We welcome contributions from the community. Please read the following guidelines carefully to maximize the chances of your PR being merged.
- If you want to work on some open issue, please reach out to us via a comment on it before starting your work to check if someone else is already working on it.
- Before working on a new feature please open an issue for the feature request and partecipate in the discussion for reaching an agreement on its design and utility for the project.
- Small patches, bug fixes and documentation typos fixing don’t need prior communication.
Every PR, issue, code and documentation must be inclusive to all and must adhere to the following guidance:
- Every documentation should follow an inclusive style. A nice writeup has been done by google in its Google Developer Documentation Style Guide.
- Every contribution will be covered by our Code of Conduct so read it carefully.
- We will follow and will amend this list with the best practice and guidance that will emerge in the industry in the future and more comments and correction can be made during review by the mantainers.
- Fork the repo
- Read the README.md file and the others documentation files, if presents, for guidances on how to setup the project locally and running the tests.
- If your PR is adding codes it must also contains test that will cover it, try to cover 100% of your added code if possibile. During the review be ready to explain why you cannot reach that percentage.
- We will not merge PR with failing tests or that will lower the coverage of the existing ones.
- When you open a PR please follow the indication that are provided in the template and provide all the relevant information
- Your PR title should be descriptive.
- If your PR is co-authored or based on an earlier PR from another contributor,
please attribute them with
Co-authored-by: name <name@example.com>
. See GitHub’s multiple author guidance for further details.
Every commit in this repository must follow the guidelines provided by Conventional commits.
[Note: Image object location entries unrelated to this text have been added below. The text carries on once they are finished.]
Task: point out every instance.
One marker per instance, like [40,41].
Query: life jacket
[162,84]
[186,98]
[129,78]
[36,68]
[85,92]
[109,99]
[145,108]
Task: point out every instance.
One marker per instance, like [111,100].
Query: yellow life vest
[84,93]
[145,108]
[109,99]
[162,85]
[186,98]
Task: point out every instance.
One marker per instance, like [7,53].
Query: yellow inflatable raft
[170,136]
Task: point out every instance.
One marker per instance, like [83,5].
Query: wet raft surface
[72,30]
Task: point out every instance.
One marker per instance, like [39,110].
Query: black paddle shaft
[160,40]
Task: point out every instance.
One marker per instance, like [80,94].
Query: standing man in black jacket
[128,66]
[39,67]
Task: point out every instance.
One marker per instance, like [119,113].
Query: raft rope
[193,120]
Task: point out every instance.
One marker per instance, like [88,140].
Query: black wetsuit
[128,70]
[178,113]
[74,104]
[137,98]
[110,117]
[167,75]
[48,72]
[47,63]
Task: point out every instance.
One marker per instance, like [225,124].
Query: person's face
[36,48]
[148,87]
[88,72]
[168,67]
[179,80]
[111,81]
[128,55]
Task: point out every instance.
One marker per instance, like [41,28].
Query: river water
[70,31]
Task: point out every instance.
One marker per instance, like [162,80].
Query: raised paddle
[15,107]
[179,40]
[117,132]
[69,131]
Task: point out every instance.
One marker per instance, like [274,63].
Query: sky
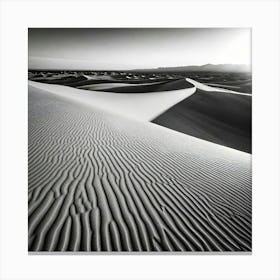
[136,48]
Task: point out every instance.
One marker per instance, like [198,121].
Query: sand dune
[146,106]
[220,116]
[101,182]
[216,89]
[111,86]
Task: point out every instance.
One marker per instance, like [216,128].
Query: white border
[262,16]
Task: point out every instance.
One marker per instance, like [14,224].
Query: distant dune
[214,115]
[141,106]
[102,182]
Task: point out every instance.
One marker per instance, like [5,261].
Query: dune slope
[220,117]
[100,182]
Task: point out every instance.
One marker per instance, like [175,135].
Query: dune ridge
[102,182]
[134,106]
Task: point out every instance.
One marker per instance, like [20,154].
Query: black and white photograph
[139,140]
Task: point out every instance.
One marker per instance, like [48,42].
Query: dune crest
[135,106]
[102,182]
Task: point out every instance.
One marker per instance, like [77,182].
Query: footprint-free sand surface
[102,182]
[214,115]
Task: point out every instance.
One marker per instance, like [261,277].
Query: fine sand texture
[141,106]
[221,117]
[102,182]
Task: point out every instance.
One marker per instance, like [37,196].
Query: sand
[102,182]
[221,117]
[145,107]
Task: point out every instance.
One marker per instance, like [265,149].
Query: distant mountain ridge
[202,68]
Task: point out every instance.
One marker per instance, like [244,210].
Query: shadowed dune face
[142,106]
[100,182]
[220,117]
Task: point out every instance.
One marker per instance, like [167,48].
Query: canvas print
[139,140]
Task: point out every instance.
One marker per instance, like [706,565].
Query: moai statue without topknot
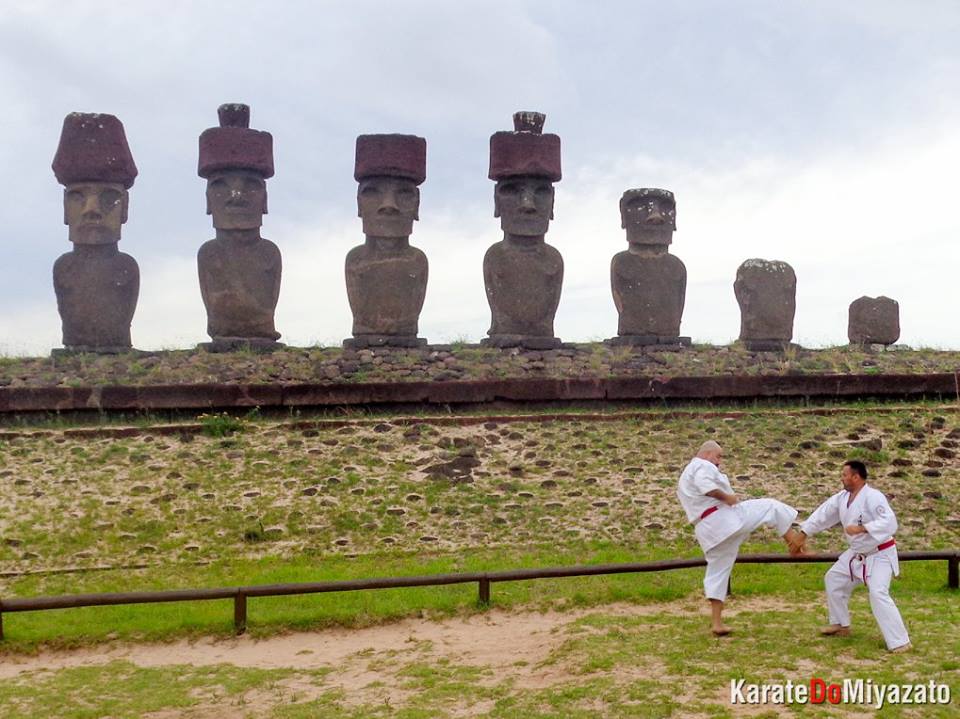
[96,285]
[239,270]
[386,276]
[649,284]
[522,274]
[874,321]
[766,291]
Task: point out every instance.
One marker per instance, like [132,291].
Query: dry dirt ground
[366,664]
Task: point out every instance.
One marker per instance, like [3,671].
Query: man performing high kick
[722,523]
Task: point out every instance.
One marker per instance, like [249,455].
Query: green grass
[27,631]
[271,504]
[659,662]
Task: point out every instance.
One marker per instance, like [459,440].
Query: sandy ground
[364,663]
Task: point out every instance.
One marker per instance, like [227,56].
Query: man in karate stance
[868,526]
[722,523]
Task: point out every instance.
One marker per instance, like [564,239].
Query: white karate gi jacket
[698,478]
[870,509]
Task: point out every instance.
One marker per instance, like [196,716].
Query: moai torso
[240,286]
[96,285]
[766,291]
[97,289]
[648,284]
[386,286]
[522,274]
[523,283]
[239,270]
[649,291]
[386,277]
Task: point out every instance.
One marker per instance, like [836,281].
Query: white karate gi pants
[840,587]
[721,557]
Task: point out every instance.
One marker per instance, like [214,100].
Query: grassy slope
[560,493]
[334,365]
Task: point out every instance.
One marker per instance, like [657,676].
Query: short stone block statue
[649,284]
[874,321]
[766,291]
[239,270]
[522,274]
[387,277]
[97,286]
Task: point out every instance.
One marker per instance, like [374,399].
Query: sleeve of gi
[884,522]
[825,516]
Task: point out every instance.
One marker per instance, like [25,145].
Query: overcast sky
[825,134]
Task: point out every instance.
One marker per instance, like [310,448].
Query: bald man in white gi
[722,523]
[868,525]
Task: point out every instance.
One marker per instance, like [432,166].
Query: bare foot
[835,630]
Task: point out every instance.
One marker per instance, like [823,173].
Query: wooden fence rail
[239,595]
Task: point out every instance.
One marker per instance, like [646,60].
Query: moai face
[524,205]
[237,199]
[648,219]
[388,206]
[94,212]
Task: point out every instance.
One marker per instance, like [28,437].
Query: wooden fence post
[485,592]
[240,613]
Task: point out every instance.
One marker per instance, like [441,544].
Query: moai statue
[386,276]
[766,291]
[239,269]
[874,321]
[96,285]
[649,284]
[522,274]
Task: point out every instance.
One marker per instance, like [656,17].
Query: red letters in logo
[820,691]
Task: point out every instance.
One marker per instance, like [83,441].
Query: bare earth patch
[366,665]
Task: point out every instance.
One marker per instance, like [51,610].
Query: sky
[823,134]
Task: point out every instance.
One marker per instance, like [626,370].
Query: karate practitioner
[722,523]
[868,526]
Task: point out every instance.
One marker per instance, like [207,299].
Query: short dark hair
[857,466]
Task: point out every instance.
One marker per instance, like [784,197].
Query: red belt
[880,547]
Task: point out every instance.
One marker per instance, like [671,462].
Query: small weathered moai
[874,321]
[239,270]
[766,291]
[97,286]
[386,276]
[522,274]
[649,284]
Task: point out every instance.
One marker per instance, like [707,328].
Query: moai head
[524,163]
[649,215]
[94,164]
[389,168]
[236,162]
[766,291]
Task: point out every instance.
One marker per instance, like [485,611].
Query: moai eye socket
[251,184]
[509,189]
[109,199]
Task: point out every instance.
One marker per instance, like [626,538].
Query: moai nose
[91,206]
[527,200]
The following types are allowed:
fix:
a commit that fixes a bug.feat:
a commit that adds new functionality.docs:
a commit that adds or improves the documentation.test:
a commit that adds unit tests.ci:
a commit that improves the pipelines or the integration mechanisms.style:
a commit that changes the code or documentation format and/or style without modifying the implementation.chore:
a catch-all type for any other commits. Generally used for commits that do not add or improve functionalities to code or documentation.